I think you are too pessimistic. The venting which produced the explosive gas (probably hydrogen) and the caesium and iodium which caused the contamination must have been a very small amount of radioactive waste and fuel compared to what is left in the intact reactor vessel. According to reports the cooling is now done with sea water mixed with boric acid. The boric acid is working as a moderator so that it is now thought that the reactor can be killed without further escape of significant waste to the environment.

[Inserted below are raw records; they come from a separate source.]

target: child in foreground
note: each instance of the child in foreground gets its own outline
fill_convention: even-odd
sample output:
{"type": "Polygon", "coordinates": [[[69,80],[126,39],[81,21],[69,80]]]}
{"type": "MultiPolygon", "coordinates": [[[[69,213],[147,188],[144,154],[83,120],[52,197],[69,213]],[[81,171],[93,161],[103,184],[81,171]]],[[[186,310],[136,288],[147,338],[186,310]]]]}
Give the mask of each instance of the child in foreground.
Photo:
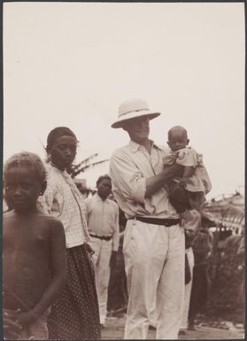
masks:
{"type": "Polygon", "coordinates": [[[4,176],[12,208],[3,219],[4,339],[48,339],[50,306],[66,282],[64,228],[36,208],[46,188],[45,169],[37,155],[13,155],[4,176]]]}
{"type": "Polygon", "coordinates": [[[167,144],[170,152],[164,159],[165,167],[176,162],[183,166],[180,178],[168,183],[169,200],[182,218],[189,220],[189,210],[199,207],[205,201],[205,195],[212,185],[203,164],[203,156],[188,146],[187,131],[183,127],[175,126],[168,131],[167,144]]]}

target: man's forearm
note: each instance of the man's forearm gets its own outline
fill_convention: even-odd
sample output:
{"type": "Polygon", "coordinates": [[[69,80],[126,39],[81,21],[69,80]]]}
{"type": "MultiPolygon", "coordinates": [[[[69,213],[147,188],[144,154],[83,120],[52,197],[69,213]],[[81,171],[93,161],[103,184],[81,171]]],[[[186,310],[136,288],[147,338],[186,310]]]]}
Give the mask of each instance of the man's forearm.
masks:
{"type": "Polygon", "coordinates": [[[164,169],[157,175],[151,176],[146,179],[146,197],[150,197],[160,189],[166,182],[181,174],[183,167],[178,164],[174,164],[171,167],[164,169]]]}

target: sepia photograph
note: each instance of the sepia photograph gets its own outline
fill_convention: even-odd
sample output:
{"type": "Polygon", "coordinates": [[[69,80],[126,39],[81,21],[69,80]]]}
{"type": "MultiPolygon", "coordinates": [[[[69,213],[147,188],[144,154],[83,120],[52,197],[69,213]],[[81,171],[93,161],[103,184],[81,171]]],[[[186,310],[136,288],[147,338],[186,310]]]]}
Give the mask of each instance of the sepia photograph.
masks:
{"type": "Polygon", "coordinates": [[[3,4],[2,338],[243,339],[243,2],[3,4]]]}

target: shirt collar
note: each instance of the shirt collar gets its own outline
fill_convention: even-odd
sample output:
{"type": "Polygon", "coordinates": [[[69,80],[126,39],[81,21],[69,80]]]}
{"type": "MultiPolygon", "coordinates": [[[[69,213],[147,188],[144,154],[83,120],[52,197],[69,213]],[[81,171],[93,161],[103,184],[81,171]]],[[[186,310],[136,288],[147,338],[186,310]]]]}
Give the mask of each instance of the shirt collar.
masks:
{"type": "MultiPolygon", "coordinates": [[[[160,151],[162,150],[160,147],[158,147],[158,145],[155,144],[153,140],[150,140],[150,141],[151,143],[151,146],[152,147],[158,148],[160,151]]],[[[140,149],[142,147],[142,144],[136,143],[136,142],[134,142],[134,141],[130,140],[129,143],[128,143],[128,147],[129,147],[131,151],[135,152],[135,151],[138,151],[138,149],[140,149]]]]}
{"type": "Polygon", "coordinates": [[[97,192],[96,192],[95,197],[96,197],[96,200],[102,201],[103,203],[108,203],[109,200],[110,200],[110,199],[108,199],[108,198],[106,198],[105,200],[102,200],[102,198],[99,197],[99,195],[97,194],[97,192]]]}

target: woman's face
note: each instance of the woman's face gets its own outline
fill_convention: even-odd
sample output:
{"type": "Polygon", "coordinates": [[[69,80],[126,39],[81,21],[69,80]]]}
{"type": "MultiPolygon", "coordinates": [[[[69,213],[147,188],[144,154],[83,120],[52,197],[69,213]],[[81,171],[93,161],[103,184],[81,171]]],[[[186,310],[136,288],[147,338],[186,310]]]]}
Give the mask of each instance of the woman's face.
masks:
{"type": "Polygon", "coordinates": [[[51,162],[60,169],[69,167],[76,155],[77,141],[73,136],[57,138],[49,151],[51,162]]]}

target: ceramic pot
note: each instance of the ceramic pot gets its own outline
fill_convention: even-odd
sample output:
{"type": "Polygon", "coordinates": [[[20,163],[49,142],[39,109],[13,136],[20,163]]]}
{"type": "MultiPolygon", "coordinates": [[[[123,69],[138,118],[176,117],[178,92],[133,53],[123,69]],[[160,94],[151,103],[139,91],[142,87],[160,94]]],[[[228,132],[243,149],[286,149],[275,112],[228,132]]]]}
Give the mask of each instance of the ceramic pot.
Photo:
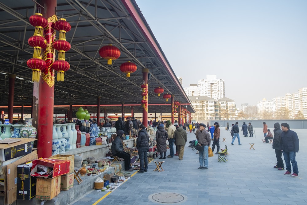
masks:
{"type": "Polygon", "coordinates": [[[20,129],[20,136],[23,138],[35,138],[37,134],[37,130],[32,125],[33,118],[25,119],[25,125],[20,129]]]}
{"type": "Polygon", "coordinates": [[[70,149],[72,149],[72,138],[73,133],[72,132],[72,123],[68,123],[67,124],[67,129],[66,130],[67,132],[67,135],[68,136],[68,137],[69,139],[69,143],[70,144],[69,146],[70,147],[70,149]]]}
{"type": "Polygon", "coordinates": [[[52,139],[52,156],[60,154],[60,140],[58,139],[52,139]]]}
{"type": "MultiPolygon", "coordinates": [[[[76,149],[77,146],[76,146],[76,142],[77,142],[77,130],[76,129],[75,125],[75,123],[72,123],[72,146],[71,146],[71,149],[76,149]]],[[[79,130],[80,131],[80,130],[79,130]]]]}
{"type": "Polygon", "coordinates": [[[91,115],[88,113],[88,111],[86,109],[84,111],[85,112],[85,116],[84,117],[84,119],[89,120],[91,118],[91,115]]]}
{"type": "Polygon", "coordinates": [[[86,114],[85,112],[84,112],[83,108],[80,107],[78,111],[76,112],[76,116],[79,120],[84,120],[86,114]]]}
{"type": "Polygon", "coordinates": [[[65,154],[66,150],[66,145],[67,144],[67,141],[64,137],[59,138],[60,144],[60,153],[65,154]]]}
{"type": "Polygon", "coordinates": [[[14,128],[14,132],[11,137],[20,138],[20,129],[23,126],[23,125],[13,124],[12,126],[14,128]]]}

Naturally there are no guarantees but considering the initial catastrophic potential one would think that the crisis management was rather well executed.

Something that still bugs me is the failure of the diesel backup generators. I think there must have been a major screw up for the generators to fail. Those are such basic pieces of kit that it is difficult to imagine they failed one hour into their operation without any other backup. It sounds very much like a cover up for another screw up. The reactor was due for scrapping this month. What if they were already in the process of shutting it down and crucial maintenance wasn't carried out, so that the units failed. I hope more about those diesel generators will become known in the near future.
Last edited by WhiteBlue on 12 Mar 2011, 23:39, edited 1 time in total.
Formula One's fundamental ethos is about success coming to those with the most ingenious engineering and best .............................. organization, not to those with the biggest budget. (Dave Richards)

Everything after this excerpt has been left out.